Jean-Louis Caccomo, le postulat libéral et la nature de l’Union européenne.
Dans son blog du 12 février 2008, J.-L. Caccomo déplore l’intervention de l’Etat dans l’affaire de la Société Générale. Le respect des règles de la zone euro suppose, selon lui, le libre jeu de la concurrence entre les banques, et non pas l’intervention de l’Etat qui fausse la concurrence.
Mais le postulat est erroné : la création de l’euro ne correspond pas à la poursuite d’une politique libérale.

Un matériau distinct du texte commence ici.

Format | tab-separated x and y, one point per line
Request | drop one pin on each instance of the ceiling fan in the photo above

Pour cela il n’est besoin ni d’une monnaie centrale, ni a fortiori d’une banque centrale supplémentaire, ni de la suppression d’un prix librement fixé sur des marchés comme peut l’être un taux de change flexible, remplacé en l’occurrence par un système de prix inter monnaies définitivement fixés au sein de la zone.
La création d’une monnaie unique, et d’une banque centrale commune, correspond à une politique de gestion d’un cartel financier au niveau de l’Europe. On sait que les banques centrales ont pour rôle, entre autres, de gérer au mieux les intérêts du secteur bancaire. Quand celui-ci cherche à établir ou maintenir des accords de prix non concurrentiels pour maximiser les profits, le fait de ne pas avoir à compter avec des changes fluctuants, qui rendent plus difficiles les comparaisons de prix entre concurrents appartenant à différentes nations, constitue un avantage certain : il devient plus facile de surveiller plus étroitement le « pricing » des autres et de s’assurer qu’il ne dévie pas par rapport aux accords communs. Bien des années après « l’Acte unique » et malgré les directives sur la libre prestation de services, la concurrence bancaire en Europe reste toujours bridée, comme le constate périodiquement la Commission de Bruxelles.
En particulier en ce qui concerne les OPA qui constituent un élément important du mécanisme de mise en œuvre de la concurrence entre les firmes, et donc entre les banques (souvenons-nous des péripéties italiennes récentes). Les encadrer ou les empêcher permet donc de réduire la concurrence. Le gouvernement contrevient ainsi aux conditions premières d’une politique de concurrence dans le secteur bancaire. Mais ce faisant, s’il s’oppose à la lettre de la politique européenne de la concurrence, il ne fait que renforcer le dispositif anti-concurrentiel bien réel de l’euro et de la BCE.
Selon les libéraux partisans de l’euro, plus de concurrence ne pouvait s’imposer à la France que par la volonté de Bruxelles. C’est sans doute vrai pour les grands monopoles publics qui sont désormais en partie soumis à concurrence. Mais nul besoin d’une monnaie unique pour cela, ni d’une centralisation continentale de la fonction de régulateur des marchés. Si cela a été fait en matière monétaire et financière, de façon exceptionnelle, c’est pour défendre et reconstituer au niveau d’un continent, de façon plus efficace, une cartellisation menacée au niveau de chaque nation par l’ouverture internationale des marchés de capitaux.